第68話 これが限界だと言うのか
コンクラーヴェより二週間、ライプツィヒ市―――
「お待ちしておりました、騎士セルゲイ様」
「竜司祭長でいい、今の私は法王猊下の下僕でしかない」
コンクラーヴェ、つまりはバルムンク連合の結成から二週間、ブライテンフェルト会戦は秒読みを迎え、一部のスヴァルト貴族、騎士が会戦において物資の三割を蓄えるライプツィヒ市に集結していた。
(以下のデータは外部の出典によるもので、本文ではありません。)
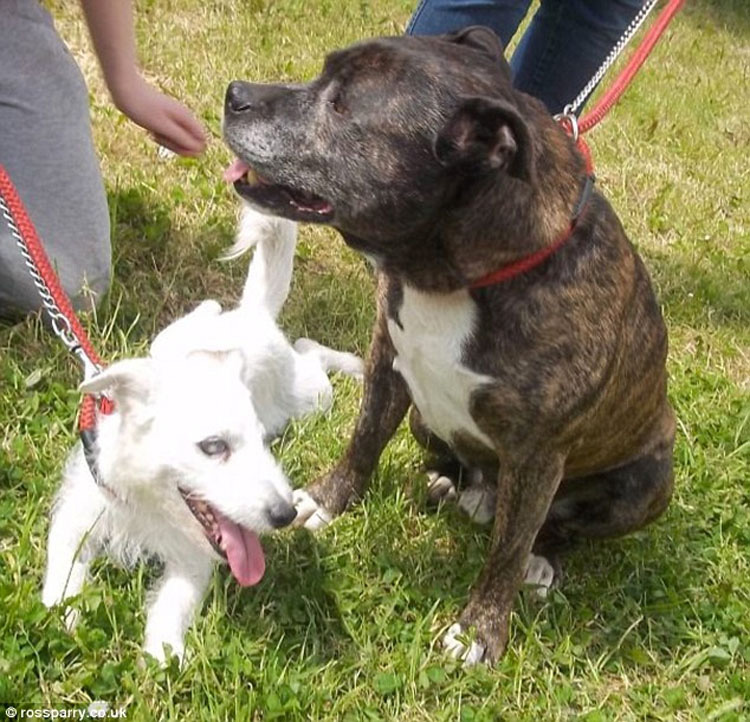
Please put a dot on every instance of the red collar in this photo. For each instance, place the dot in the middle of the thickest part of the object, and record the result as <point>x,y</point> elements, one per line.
<point>526,263</point>
<point>516,268</point>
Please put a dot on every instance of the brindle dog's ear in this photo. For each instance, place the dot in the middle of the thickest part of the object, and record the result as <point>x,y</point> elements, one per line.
<point>484,39</point>
<point>485,135</point>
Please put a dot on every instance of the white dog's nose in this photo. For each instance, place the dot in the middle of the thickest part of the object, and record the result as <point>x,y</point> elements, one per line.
<point>281,513</point>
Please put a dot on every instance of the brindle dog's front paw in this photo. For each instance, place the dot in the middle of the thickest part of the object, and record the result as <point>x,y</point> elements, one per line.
<point>310,514</point>
<point>480,636</point>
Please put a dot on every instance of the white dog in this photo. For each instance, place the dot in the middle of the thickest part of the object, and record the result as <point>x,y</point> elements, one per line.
<point>186,473</point>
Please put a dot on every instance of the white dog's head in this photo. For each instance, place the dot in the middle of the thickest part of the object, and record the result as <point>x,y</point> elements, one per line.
<point>186,442</point>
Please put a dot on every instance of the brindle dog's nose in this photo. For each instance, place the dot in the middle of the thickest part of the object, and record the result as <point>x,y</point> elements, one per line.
<point>281,514</point>
<point>239,97</point>
<point>242,97</point>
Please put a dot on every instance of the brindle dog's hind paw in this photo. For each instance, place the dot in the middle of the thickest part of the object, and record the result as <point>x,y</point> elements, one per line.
<point>540,574</point>
<point>310,514</point>
<point>478,501</point>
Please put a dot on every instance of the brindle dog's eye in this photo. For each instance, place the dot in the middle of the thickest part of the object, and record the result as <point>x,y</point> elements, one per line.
<point>214,446</point>
<point>337,103</point>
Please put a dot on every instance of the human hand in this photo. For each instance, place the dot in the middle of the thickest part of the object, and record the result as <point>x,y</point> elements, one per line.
<point>170,123</point>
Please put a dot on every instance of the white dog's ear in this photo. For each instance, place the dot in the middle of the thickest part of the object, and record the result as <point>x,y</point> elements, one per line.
<point>128,382</point>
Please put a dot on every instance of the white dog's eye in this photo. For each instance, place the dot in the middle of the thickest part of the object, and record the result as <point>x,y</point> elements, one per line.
<point>214,446</point>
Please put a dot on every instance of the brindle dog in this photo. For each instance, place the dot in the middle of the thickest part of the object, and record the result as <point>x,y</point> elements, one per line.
<point>552,385</point>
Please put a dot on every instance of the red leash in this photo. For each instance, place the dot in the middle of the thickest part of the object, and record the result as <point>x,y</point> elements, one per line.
<point>575,128</point>
<point>613,94</point>
<point>63,318</point>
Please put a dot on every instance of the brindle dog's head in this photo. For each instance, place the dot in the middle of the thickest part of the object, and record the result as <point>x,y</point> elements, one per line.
<point>385,139</point>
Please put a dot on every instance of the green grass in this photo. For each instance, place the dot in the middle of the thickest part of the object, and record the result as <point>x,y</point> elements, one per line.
<point>346,625</point>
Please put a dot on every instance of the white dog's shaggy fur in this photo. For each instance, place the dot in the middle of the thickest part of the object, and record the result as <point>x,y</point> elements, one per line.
<point>187,475</point>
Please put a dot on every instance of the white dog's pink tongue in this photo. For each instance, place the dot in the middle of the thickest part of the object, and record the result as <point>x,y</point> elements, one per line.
<point>236,170</point>
<point>244,552</point>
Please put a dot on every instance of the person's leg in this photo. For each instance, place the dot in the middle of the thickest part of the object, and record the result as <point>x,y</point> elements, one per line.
<point>565,44</point>
<point>435,17</point>
<point>46,148</point>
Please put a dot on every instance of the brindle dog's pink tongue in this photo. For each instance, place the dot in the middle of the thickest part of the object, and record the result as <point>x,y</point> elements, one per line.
<point>244,552</point>
<point>236,170</point>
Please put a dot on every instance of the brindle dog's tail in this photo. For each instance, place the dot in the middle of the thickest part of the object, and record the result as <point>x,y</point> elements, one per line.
<point>270,272</point>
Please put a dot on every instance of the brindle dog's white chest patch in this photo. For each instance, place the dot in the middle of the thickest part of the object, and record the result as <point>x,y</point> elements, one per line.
<point>429,344</point>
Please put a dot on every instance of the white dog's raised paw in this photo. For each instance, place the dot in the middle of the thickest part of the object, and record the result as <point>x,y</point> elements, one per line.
<point>540,574</point>
<point>310,514</point>
<point>162,651</point>
<point>440,488</point>
<point>459,646</point>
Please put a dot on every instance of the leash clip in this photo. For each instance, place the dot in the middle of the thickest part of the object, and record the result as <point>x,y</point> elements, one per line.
<point>90,369</point>
<point>569,121</point>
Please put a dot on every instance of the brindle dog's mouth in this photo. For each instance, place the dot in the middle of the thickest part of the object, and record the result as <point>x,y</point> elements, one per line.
<point>286,201</point>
ライプツィヒ市は言わばスヴァルトがこの国を征服した象徴とも言える存在であり、ウラジミール公の意向により、再建や公的な援助を禁止されている。
永遠に敗者の姿を晒せばいいということだ。
ただ、都市の没落は大量の消費を失うため、周辺の農村も巻き込む。ライプツィヒ周辺の市町村の人口はこの十年で徐々に減り、小さな村が廃村になることも少なくない。
ライプツィヒ市は陸の孤島と化していた。逆だ、唯一のオアシスとして機能している。集まる貴族の何割かは寒空の天幕で過ごすのを嫌ってここにいるのだ。
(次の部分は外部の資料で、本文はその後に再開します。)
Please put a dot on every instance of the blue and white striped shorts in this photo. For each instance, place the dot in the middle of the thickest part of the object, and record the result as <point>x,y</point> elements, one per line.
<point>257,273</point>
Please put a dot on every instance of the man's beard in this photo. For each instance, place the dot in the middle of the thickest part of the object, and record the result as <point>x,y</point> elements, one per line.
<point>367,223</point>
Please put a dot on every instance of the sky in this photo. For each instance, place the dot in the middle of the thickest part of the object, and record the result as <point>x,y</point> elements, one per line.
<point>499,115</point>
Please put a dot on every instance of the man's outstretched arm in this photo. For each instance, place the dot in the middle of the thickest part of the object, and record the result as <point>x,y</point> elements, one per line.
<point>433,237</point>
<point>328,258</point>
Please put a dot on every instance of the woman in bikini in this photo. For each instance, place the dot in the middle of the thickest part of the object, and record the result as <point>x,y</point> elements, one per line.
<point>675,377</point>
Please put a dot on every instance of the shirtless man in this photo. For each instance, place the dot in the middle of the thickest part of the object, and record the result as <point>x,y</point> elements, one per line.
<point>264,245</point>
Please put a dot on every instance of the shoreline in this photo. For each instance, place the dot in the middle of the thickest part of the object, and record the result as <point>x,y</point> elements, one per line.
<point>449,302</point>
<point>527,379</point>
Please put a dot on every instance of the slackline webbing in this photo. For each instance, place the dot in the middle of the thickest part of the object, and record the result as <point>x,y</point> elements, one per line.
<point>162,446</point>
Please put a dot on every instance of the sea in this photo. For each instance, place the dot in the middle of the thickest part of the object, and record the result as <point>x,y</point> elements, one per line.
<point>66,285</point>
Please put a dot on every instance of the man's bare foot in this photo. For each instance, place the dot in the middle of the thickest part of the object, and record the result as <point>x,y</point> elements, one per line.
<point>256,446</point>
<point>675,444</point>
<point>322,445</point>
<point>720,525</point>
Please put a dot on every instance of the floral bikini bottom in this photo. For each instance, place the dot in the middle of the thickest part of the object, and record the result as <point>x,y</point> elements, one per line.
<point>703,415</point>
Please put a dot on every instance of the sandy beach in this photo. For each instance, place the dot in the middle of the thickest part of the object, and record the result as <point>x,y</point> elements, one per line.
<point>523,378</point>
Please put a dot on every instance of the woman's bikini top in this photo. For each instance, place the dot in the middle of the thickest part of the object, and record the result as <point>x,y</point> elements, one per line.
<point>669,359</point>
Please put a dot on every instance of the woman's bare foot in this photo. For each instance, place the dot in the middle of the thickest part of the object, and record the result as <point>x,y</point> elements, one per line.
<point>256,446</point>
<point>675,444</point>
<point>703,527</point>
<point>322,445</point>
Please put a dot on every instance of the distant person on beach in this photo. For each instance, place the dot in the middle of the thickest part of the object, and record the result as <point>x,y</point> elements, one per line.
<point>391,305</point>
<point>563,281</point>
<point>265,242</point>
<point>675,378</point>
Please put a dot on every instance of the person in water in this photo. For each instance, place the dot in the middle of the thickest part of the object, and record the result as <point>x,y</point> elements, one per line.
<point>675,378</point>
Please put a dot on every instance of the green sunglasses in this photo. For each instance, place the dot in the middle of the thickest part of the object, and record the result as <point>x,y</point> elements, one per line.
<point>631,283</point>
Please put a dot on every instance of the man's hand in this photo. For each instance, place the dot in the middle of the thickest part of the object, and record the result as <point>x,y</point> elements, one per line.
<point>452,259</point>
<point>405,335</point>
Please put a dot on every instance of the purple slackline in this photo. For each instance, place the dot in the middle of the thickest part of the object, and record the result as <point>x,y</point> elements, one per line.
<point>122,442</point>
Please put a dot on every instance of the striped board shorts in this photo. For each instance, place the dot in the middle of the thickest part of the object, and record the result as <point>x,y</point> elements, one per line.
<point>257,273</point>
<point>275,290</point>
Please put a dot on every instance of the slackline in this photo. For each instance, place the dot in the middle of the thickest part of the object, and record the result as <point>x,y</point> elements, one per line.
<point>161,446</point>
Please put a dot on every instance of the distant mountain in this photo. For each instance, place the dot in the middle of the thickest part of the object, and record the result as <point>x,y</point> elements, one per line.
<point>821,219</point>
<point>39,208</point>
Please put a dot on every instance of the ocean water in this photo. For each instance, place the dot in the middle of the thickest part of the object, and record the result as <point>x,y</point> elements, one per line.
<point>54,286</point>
遊牧民あがりの質実剛健さをスヴァルト貴族は失いつつあった。
「まだ、こだわっているの。男の癖に細かいわね、いいじゃない、戦場に出られるのだから……」
「余計なことを言わなくてもいい、シャルロッテ……私は栄光あるスヴァルトの騎士、それがなぜ方便とは言え神官に身をやつして」
「しょうがないじゃない、分け前が減るから、ムラヴィヨフ伯爵家の名前で従軍するのを他の貴族が許さないんだから……」
挨拶に訪れた騎士セルゲイの帯同者は配下のムラヴィヨフ家の私兵十数人の他、グスタフの奴隷にして、死術士のシャルロッテがついてきていた。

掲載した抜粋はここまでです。